Reputation: 854
I have a large data set with month, customer ID and store ID. There is one record per customer, per location, per month summarizing their activity at that location.
Month Customer ID Store
Jan 1 A
Jan 4 A
Jan 2 A
Jan 3 A
Feb 7 B
Feb 2 B
Feb 1 B
Feb 12 B
Mar 1 C
Mar 11 C
Mar 3 C
Mar 12 C
I'm interested in creating a matrix that shows the number of customers that each location shares with another. Like this:
A B C
A 4 2 2
B 2 4 2
C 2 2 4
For example, since customer visited Store A and then Store B in the next month, they would be added to the tally. I'm interested in number of shared customers, not number of visits.

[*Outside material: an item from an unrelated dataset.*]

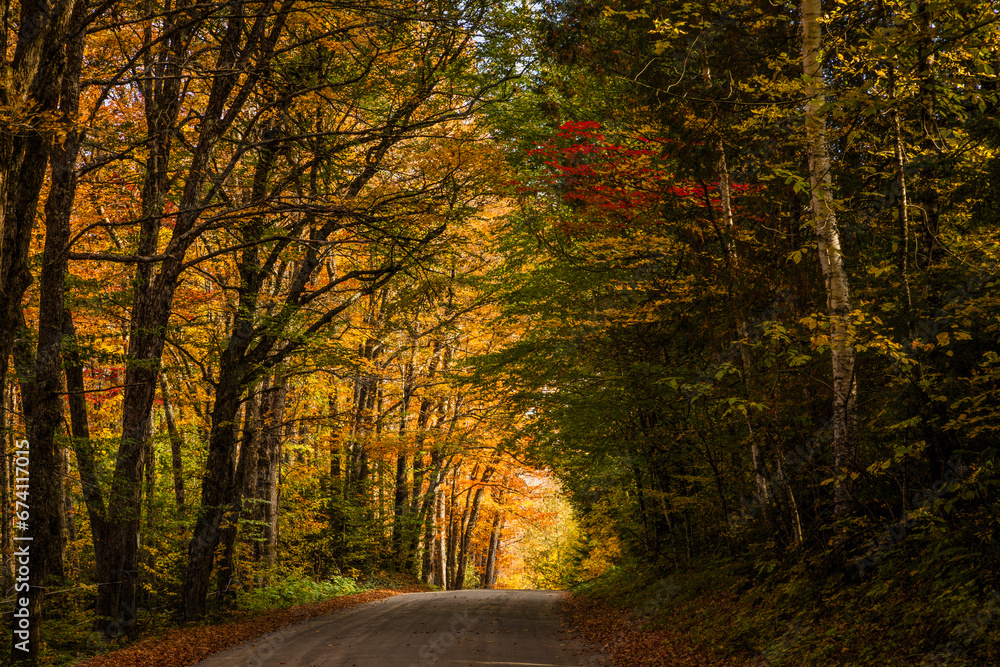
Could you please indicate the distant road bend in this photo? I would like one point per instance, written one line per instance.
(477, 627)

I tried the sparse matrix approach in this thread(Creating co-occurrence matrix), but the numbers returned don't match up for some reason I cannot understand.
Any ideas would be greatly appreciated!
Upvotes: 1
Views: 339
Reputation: 23101
We can try this too:
library(reshape2)
df <- dcast(df,CustomerID~Store, length, value.var='Store')
# CustomerID A B C
#1 1 1 1 1
#2 2 1 1 0 # Customer 2 went to stores A,B but not to C
#3 3 1 0 1
#4 4 1 0 0
#5 7 0 1 0
#6 11 0 0 1
#7 12 0 1 1
crossprod(as.matrix(df[-1]))
# A B C
#A 4 2 2
#B 2 4 2
#C 2 2 4
with library arules
:
library(arules)
write(' Jan 1 A
Jan 4 A
Jan 2 A
Jan 3 A
Feb 7 B
Feb 2 B
Feb 1 B
Feb 12 B
Mar 1 C
Mar 11 C
Mar 3 C
Mar 12 C', 'basket_single')
tr <- read.transactions("basket_single", format = "single", cols = c(2,3))
inspect(tr)
# items transactionID
#[1] {A,B,C} 1
#[2] {C} 11
#[3] {B,C} 12
#[4] {A,B} 2
#[5] {A,C} 3
#[6] {A} 4
#[7] {B} 7
image(tr)
crossTable(tr, sort=TRUE)
# A B C
#A 4 2 2
#B 2 4 2
#C 2 2 4
Upvotes: 1
Reputation: 37641
Update: The original solution that I posted worked for your data. But your data has the unusual property that no customer ever visited the same store in two different months. Presuming that would happen, a modification is needed.
What we need is a matrix of stores by customers that has 1 if the customer ever
visited the store and zero otherwise. The original solution used
M = as.matrix(table(Dat$ID_Store, Dat$Customer))
which gives how many different months the store was visited by each customer. With
different data, these numbers might be more than one. We can fix that by using
M = as.matrix(table(Dat$ID_Store, Dat$Customer) > 0)
If you look at this matrix, it will say TRUE and FALSE, but since TRUE=1 and FALSE=0
that will work just fine. So the full corrected solution is:
M = as.matrix(table(Dat$ID_Store, Dat$Customer) > 0)
M %*% t(M)
A B C
A 4 2 2
B 2 4 2
C 2 2 4
Upvotes: 3